I turned and ran west, listening as hard as I could with my gift and my ears. I thought no one was following me but I couldn't be sure. And it wouldn't take long for the wolves to sweep back toward La Push. That is, if they got the better of the battle. At this distance, there was no way for me to tell. I felt a pang about Seth. He'd seemed decent enough, and I wasn't sure he was up to this. Still, Black and his men had the right to make their own decisions, and they'd told me they didn't want my help. Except as bait for their trap, apparently, in which case I could argue that I'd served my part.
It was time to find my wife and go before anything else happened.
I let my gift stretch out before me. Watching for any shimmers. Listening for any wolfish voices as my feet strummed the half-frozen ground. If I remembered the terrain properly, I would pass not far from the old Cullen meeting place that I'd mentioned to Bella, but the idea that anyone would leave a message there and not at the house was—
My shoulders slipped down as a voice fell on my mind, heavy and warm as sunlight, so familiar that I at first thought it was my own thoughts in my head.
My steps dropped to a trot. I leaned one hand against a tree, as if the patterns in the bark could hold me up.
I could hear someone.
I held still, not daring to move. I couldn't identify the voice. My breath came in hard, but of course there was no scent this far away. I couldn't tell who it was but I knew that I knew them.
My chest was moving in and out too fast. I put my free hand on my collarbone. Then I put one foot in front of the other.
The old stone in the woods, I was sure of it. We'd picked the place in the valley, the thoroughfare. But who would be waiting in a forest full of murderous werewolves?
I turned. It was a little south of here. There was a gully where I'd caught a grizzly with Emmett. I headed up hill. Jasper had brought down the biggest elk I'd ever seen just there. And someone had clapped her hands and told him— I staggered as pain flared in my head. I shook it off. I wasn't trying to chase memories. Someone was here right now.
The voice got more familiar as I moved. It felt like it was pinging the nerves in my head, bringing some atrophied part of my brain back into use.
I quickened to a run, following the streambed. On reflex, I let my feet make a noise against the ground. This would be worth the I-told-you-sos from Bella. The Cullens hadn't left us a message because someone had actually come to meet us. I moved faster. Any ally that Carlisle sent near La Push would have yellow eyes, but it would still be better to get out of here.

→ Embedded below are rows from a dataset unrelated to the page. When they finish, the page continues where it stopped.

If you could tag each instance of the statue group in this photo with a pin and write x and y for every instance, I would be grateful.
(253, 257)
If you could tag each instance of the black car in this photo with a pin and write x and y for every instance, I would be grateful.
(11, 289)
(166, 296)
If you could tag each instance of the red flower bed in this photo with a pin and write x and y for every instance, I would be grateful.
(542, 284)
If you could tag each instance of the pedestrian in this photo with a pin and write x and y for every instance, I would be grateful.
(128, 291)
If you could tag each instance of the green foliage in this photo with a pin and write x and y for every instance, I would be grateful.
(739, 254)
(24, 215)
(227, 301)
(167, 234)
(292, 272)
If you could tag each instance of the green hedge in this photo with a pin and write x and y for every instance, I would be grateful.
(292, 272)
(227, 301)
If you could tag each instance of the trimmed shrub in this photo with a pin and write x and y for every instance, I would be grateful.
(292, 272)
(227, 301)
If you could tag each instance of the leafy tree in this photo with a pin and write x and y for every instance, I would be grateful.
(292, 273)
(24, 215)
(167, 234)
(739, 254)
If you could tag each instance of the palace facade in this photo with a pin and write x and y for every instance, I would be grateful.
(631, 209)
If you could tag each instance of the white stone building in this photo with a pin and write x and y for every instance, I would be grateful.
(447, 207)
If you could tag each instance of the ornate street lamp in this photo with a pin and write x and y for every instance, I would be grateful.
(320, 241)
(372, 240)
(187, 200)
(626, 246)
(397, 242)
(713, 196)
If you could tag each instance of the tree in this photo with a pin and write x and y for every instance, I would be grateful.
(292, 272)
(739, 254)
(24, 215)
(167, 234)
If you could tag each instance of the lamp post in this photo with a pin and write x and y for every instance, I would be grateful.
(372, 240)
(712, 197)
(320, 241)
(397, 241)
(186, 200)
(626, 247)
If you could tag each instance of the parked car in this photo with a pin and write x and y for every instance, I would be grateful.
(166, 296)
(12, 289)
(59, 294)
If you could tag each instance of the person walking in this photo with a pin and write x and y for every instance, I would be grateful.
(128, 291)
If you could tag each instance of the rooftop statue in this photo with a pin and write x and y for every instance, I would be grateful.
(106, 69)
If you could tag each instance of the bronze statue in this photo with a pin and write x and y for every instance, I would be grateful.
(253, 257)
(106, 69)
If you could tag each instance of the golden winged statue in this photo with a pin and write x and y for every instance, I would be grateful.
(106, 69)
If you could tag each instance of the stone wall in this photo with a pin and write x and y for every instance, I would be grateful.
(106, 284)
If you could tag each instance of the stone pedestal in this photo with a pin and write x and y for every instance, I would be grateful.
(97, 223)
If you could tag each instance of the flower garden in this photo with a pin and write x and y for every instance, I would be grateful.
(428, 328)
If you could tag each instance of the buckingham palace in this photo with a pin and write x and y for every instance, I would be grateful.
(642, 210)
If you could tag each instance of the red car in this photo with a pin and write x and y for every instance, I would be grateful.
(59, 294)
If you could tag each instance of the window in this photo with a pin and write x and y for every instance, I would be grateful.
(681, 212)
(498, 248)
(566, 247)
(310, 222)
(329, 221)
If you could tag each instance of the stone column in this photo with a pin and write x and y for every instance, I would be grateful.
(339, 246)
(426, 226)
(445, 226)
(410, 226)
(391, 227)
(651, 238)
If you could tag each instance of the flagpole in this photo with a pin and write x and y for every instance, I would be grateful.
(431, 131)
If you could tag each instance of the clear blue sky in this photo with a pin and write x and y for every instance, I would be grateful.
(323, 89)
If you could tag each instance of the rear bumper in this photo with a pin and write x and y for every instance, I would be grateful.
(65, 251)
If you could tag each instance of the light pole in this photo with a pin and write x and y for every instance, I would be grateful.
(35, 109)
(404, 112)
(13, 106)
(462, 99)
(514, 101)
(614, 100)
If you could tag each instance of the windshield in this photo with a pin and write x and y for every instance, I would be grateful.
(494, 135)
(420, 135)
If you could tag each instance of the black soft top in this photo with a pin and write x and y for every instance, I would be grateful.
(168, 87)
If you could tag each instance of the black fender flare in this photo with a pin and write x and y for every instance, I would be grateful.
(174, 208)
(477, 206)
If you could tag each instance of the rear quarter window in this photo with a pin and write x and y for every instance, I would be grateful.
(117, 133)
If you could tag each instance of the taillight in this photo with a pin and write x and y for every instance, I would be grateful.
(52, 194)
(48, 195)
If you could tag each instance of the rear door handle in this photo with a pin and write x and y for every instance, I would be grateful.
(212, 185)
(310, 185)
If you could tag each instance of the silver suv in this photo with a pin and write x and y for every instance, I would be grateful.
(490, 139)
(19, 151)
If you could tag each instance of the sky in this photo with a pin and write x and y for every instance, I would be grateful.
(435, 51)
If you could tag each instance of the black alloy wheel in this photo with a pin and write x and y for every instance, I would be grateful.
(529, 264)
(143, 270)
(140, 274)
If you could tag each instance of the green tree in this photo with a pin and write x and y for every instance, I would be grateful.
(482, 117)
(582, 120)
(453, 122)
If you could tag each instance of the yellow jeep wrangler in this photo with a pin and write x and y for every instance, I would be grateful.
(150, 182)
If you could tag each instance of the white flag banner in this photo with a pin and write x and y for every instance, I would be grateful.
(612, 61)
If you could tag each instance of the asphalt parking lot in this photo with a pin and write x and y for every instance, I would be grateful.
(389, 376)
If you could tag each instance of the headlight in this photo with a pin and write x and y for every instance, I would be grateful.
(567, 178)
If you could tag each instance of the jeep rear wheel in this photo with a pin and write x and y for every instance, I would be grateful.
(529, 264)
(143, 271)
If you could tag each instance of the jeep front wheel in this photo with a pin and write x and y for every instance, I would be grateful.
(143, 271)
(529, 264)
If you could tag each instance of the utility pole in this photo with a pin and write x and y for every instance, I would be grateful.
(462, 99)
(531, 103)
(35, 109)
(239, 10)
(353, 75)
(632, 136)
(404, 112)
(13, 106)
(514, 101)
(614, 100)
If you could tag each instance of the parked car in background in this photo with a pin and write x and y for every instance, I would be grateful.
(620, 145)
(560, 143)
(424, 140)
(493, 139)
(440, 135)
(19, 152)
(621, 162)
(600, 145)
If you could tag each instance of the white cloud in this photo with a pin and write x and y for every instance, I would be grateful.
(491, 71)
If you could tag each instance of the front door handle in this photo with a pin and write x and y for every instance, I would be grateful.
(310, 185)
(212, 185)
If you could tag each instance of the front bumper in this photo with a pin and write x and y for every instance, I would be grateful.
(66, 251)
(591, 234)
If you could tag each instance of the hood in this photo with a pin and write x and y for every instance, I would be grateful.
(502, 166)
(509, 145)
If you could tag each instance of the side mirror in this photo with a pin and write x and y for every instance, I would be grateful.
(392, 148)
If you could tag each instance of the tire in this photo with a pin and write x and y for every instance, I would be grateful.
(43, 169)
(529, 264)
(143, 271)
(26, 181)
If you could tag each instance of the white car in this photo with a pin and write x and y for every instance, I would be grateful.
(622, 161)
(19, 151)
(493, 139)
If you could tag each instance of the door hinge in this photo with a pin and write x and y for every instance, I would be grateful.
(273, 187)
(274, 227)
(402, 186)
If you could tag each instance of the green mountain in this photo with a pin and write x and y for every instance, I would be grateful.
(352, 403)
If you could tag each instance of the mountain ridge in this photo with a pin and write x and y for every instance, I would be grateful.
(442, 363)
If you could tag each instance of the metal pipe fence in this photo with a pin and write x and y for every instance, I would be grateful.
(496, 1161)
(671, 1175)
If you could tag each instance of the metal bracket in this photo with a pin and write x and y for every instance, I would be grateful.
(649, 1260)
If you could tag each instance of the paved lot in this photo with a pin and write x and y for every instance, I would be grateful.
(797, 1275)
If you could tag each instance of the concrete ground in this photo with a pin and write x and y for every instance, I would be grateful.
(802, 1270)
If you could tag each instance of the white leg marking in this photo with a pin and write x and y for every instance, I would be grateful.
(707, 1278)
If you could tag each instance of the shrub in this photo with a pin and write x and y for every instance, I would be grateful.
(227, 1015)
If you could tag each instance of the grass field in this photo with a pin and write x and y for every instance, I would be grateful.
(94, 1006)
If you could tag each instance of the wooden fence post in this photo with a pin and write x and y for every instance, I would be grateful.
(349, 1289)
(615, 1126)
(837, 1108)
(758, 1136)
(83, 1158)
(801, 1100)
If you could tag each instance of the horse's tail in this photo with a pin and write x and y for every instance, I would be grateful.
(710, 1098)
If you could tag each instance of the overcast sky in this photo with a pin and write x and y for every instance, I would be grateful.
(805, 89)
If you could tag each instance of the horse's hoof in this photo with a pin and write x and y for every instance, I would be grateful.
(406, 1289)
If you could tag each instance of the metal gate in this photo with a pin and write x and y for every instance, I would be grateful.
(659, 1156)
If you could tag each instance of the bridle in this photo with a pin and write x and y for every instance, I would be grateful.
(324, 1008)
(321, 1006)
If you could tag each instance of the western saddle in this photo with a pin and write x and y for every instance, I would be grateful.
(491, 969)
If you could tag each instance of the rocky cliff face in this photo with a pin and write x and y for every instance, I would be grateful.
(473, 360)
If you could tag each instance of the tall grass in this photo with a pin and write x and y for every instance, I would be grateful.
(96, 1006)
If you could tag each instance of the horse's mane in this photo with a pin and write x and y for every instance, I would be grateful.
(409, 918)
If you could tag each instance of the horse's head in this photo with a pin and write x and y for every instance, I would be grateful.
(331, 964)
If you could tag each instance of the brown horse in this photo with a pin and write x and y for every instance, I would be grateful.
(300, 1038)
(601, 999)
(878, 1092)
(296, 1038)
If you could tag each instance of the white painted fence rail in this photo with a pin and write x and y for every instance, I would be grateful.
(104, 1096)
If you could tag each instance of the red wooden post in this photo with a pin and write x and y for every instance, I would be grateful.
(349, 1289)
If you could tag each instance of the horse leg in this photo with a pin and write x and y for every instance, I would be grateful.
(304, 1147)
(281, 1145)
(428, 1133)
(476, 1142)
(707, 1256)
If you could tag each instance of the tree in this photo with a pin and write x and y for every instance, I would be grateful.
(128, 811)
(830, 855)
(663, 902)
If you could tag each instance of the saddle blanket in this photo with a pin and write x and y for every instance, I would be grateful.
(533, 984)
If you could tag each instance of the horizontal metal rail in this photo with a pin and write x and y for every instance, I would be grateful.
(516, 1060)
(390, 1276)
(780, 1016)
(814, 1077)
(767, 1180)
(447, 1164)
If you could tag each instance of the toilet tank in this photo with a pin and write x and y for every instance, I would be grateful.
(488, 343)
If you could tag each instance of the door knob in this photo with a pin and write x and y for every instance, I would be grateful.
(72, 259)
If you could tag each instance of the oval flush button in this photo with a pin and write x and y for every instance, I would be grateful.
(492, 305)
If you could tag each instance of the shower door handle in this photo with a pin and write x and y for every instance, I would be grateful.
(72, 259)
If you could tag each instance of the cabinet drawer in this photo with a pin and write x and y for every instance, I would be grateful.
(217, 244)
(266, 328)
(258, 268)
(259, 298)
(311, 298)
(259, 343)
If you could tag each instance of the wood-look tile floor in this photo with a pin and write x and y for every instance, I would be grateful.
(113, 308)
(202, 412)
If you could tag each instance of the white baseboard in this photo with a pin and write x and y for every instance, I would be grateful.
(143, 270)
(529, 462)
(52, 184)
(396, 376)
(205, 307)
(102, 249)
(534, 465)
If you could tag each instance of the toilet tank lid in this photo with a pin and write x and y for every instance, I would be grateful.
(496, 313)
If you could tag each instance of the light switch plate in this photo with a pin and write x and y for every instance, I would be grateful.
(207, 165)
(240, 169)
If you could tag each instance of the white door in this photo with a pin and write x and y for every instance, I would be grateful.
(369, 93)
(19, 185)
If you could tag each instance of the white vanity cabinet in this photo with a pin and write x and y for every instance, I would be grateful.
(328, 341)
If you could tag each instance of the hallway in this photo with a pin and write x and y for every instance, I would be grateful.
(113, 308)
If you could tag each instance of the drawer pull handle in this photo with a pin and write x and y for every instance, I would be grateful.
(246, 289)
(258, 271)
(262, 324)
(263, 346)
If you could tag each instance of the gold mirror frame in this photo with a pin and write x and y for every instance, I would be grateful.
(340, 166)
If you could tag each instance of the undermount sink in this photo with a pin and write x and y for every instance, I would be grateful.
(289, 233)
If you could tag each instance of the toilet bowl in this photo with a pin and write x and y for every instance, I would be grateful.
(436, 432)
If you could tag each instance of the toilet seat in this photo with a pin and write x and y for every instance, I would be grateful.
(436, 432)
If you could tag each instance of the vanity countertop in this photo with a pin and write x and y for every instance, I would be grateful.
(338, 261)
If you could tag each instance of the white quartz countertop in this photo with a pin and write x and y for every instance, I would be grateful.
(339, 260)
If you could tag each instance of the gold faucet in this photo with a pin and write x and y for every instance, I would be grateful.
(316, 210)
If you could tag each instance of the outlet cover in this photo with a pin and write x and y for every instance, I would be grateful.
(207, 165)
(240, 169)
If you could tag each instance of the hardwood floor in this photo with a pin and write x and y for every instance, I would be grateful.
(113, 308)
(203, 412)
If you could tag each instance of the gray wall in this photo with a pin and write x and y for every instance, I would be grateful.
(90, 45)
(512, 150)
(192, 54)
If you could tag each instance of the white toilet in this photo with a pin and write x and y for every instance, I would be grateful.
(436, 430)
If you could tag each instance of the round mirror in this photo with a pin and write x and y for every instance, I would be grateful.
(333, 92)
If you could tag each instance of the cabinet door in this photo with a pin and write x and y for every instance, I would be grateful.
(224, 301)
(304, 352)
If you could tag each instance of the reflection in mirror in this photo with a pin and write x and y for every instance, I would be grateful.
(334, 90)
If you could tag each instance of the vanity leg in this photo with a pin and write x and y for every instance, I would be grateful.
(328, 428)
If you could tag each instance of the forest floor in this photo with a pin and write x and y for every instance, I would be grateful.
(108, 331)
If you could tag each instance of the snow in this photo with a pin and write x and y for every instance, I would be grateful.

I got close enough to tell that the voice was female. Was it Rose? I pressed my lips together as I ran. No, it didn't feel like her, but it was as familiar to me as my own right hand. It wasn't high and light like Tanya or smooth like Esme or—
The meeting rock came into view.
I dropped from a run and nearly stumbled. I blinked hard.
There she was, sitting on the rock with her ankles crossed. "Edward!" she called out, thoughts fitting into mine like a child taking her father's hand.
"You kept me waiting long enough," she said, hands on her hips.
I looked her up and down, not sure what I was seeing, but it was her. The same face, the same height, her same smile that I'd missed so much my heart had turned gray.
Her eyes blazing red as perdition.
Her name crept out of my mouth like a secret.